9 Ocak 2016 Cumartesi

Karaorman'ın Kalbi: BADEN-BADEN

Adını, kelime anlamı banyo yapmak olan “baden”dan alan Baden-Baden, Almanya’nın Fransa sınırında,  meşhur Karaorman eteklerinde kurulu kaplıca turizmi ile ünlü şirin bir şehir. Kaplıcalarıyla nam salmış bu şehre ikileme yapılarak Baden-Baden deniyormuş çünkü Almanya’nın güneyinde Baden adında başka bir şehir daha varmış:)


Baden-Baden kaleye doğru yürürken sokaklar...
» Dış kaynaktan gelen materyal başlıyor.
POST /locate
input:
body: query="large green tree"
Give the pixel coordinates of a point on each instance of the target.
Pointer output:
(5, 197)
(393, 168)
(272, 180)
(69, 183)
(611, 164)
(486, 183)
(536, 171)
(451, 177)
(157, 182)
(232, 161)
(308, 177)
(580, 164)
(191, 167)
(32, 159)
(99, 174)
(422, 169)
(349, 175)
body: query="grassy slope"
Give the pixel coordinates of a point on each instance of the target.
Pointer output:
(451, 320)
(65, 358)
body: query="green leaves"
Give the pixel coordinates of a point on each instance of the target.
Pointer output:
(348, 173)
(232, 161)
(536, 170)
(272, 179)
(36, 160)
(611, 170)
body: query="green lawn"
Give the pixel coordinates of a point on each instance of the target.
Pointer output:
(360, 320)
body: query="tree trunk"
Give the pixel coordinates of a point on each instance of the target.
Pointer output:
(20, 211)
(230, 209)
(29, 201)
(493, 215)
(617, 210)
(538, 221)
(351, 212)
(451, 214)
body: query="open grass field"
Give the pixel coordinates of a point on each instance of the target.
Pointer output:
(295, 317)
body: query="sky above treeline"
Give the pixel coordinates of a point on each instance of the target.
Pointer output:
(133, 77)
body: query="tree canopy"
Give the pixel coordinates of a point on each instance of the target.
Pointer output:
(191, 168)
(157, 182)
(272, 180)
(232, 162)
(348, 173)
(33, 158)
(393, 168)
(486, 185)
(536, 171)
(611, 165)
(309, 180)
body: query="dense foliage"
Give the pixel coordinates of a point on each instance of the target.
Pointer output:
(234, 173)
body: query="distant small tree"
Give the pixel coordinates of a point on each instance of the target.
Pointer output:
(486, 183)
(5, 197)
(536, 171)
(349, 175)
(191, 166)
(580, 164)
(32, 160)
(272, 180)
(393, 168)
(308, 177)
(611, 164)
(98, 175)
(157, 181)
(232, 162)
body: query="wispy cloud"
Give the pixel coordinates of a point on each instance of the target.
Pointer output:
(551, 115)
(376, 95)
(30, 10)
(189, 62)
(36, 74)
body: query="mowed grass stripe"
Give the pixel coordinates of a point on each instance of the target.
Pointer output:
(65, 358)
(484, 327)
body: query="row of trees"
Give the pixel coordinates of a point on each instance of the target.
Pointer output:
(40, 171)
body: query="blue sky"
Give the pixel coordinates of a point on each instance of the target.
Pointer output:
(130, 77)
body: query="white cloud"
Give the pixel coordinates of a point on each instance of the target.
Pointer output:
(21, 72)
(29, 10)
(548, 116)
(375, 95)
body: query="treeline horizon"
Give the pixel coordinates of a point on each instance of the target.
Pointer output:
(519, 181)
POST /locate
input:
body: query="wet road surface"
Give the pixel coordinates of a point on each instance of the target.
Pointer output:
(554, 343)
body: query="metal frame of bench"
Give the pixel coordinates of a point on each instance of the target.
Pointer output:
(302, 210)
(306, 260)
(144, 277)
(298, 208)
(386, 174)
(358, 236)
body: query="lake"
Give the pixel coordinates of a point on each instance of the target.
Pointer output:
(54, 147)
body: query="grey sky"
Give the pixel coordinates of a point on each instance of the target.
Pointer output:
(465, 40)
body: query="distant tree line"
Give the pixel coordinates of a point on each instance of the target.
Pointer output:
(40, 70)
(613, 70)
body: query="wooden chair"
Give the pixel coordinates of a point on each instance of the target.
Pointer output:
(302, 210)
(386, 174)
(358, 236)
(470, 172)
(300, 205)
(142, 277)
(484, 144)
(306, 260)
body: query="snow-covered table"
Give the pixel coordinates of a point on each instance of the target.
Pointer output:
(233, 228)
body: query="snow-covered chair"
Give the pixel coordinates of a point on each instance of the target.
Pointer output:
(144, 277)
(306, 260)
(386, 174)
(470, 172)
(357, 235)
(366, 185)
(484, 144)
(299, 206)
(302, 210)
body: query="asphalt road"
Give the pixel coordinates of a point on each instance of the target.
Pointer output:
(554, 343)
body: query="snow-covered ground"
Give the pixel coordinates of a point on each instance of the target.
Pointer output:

THY’nin günaşırı yapılan seferleriyle Karlsruhe/Baden-Airpark havalimanına İstanbul’dan 2.5 saatte ulaşılıyor. Havalimanı çok küçük ve Karlsruhe, Baden-Baden ve Strasbourg gibi yakın şehirlere belli saatlerde kalkan otobüslerle ulaşım mümkün. Ancak bu otobüsler saatte bir veya  45 dakika aralıklarla olduğu için havalimanına ulaştığınızda uzun süreler bekleme yapmanız gerekebiliyor. Baden-Baden’a havalimanından bahsettiğim 285 No’lu belediye otobüsü ile ulaşım 3.40 Euro. Eğer taksi ile şehir merkezine gitmek isterseniz de 50 Euro civarı ödeme yapmanız gerekiyormuş.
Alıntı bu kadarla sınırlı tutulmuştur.